Any delusions I may have about being a strong, tough or courageous male – well I am completely disabused of them any time I am in such an apprehensive state as at the moment awaiting the dreaded drill and lance!
This, irrespective of reality, i.e., novocaine, high speed and well cooled drills, lasers and the like.
Yes irrespective of the great reality with this particular dentist, no matter the procedure, I have never experienced pain – so surgical tears for me [obviously wept interiorly where no one can see what a wimp I am!] are, frankly, bitter, impure, rooted in the emotional spikes of the crazy character which, in moments such as these, inhabits my imagination!
So I return to earlier points about grief, death, family.
As I sit here I have a choice to make about the apprehension, my wild imagination, the inner vinegar tears.
Will I wallow in this and allow it to go to waste or will I take hold of the pro-offered hand of Our Blessed Mother, allow her to open the mantle of my wounded, yes neurotic, being as she opened the cloak of Bl. Juan Diego to arrange the roses within?
Granted she will find a bouquet of less than roses, but Our Blessed Mother has a way of transforming poverty into generosity, vinegar tears into penthos, if we let her.
Thus my heart is suddenly aware of the women and children in Darfur, of men, women, and children in North Korean labour camps, scouring the garbage dumps outside Cairo or Lima, the child soldiers brutalized until they become brutal, of...........
A common mistake well intentioned Christians make is to believe that somehow I have to get something all together BEFORE I can, for example, weep pure penthos tears – or – be truly loving and forgiving.
Nope!
The yearning to pray is itself prayer and the ultimate degree of prayer we seek will come the more we yearn to pray and struggle to pray – most especially when we are distracted or tired.
Prayer is everything I am and do, not just formulas said, as important as they are, but everything.
Indeed the great St. Theresa of Avila complained to the Lord for not sparing her distractions in prayer and the Lord responded by stating it was precisely when she was most distracted that her prayer pleased Him because of her fidelity to prayer.
If we wait until we ‘know’ we are kind to be kind; patience to be patient; have enough money to be generous, etc., etc., we will forever be selfish, cranky, and miserly.
A soft smile to a bus driver at rush hour becomes the smile of Christ upon a tired soul; stepping aside for one moment so a woman pushing a stroller can get ahead in line eases the weight of her life; in a word everything is connected to the iconic lesson of the Widow and her one penny as Jesus underscores for us in the Gospel.
Of course, it may be, when it comes to such little things, tears are little droplets, we fear the other aspect of surgical tears.
That we be in Part 2 as, shudder, the dentist has just summoned me!

2 comments:

Adoro said...

Oh, Father I hope the visit to the dentist went well! I, too, have a huge fear of dentists!

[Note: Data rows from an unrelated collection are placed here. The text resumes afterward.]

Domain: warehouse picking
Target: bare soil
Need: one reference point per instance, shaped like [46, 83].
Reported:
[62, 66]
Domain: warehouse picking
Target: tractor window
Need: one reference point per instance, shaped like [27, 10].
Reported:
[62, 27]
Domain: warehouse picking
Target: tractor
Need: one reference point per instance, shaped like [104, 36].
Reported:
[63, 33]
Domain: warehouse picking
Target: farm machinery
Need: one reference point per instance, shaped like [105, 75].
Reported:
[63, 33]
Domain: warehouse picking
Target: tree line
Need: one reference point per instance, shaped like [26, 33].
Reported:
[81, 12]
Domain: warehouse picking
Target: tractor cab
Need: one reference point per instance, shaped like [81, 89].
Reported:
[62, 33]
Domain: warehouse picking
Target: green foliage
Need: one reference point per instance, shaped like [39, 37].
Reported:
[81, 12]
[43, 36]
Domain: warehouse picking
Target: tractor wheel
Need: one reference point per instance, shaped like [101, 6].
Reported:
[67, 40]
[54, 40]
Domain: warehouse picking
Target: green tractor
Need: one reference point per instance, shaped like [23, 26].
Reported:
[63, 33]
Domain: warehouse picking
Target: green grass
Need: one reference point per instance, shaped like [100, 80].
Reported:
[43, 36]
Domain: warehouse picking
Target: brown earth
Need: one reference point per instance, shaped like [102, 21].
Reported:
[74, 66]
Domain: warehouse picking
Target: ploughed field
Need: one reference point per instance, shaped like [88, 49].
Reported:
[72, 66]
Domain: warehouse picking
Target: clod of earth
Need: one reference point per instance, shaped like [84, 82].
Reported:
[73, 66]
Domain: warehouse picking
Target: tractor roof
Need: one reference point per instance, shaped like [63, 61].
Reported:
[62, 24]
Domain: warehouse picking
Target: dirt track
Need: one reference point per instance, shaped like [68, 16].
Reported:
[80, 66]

Also, so true...in order to obtain virtue, we have to practice it. We have to try, and keep trying. God perfects us in our attempts, but it is in our refusing to try that we also refuse His Grace.

Thanks, I needed to read this tonight.

Elizabeth Mahlou said...

At least, you have the novocaine. I am allergic to painkiller, so everything, including several root canals, have had to be done the grin-and-bear-it way (two biopsies, four childbirths, 15 head stitches from an accident, also). Mind over matter works; it really does. So does prayer!

I love the comment about St. Theresa of Avila. She is my favorite saint; I find so much in common with her and look to her when I am confused about the things that happen to me. However, I had not read the information you included about her, so I was tickled to read your post.

And I will try to remember those smiles for tired souls, no matter my mood.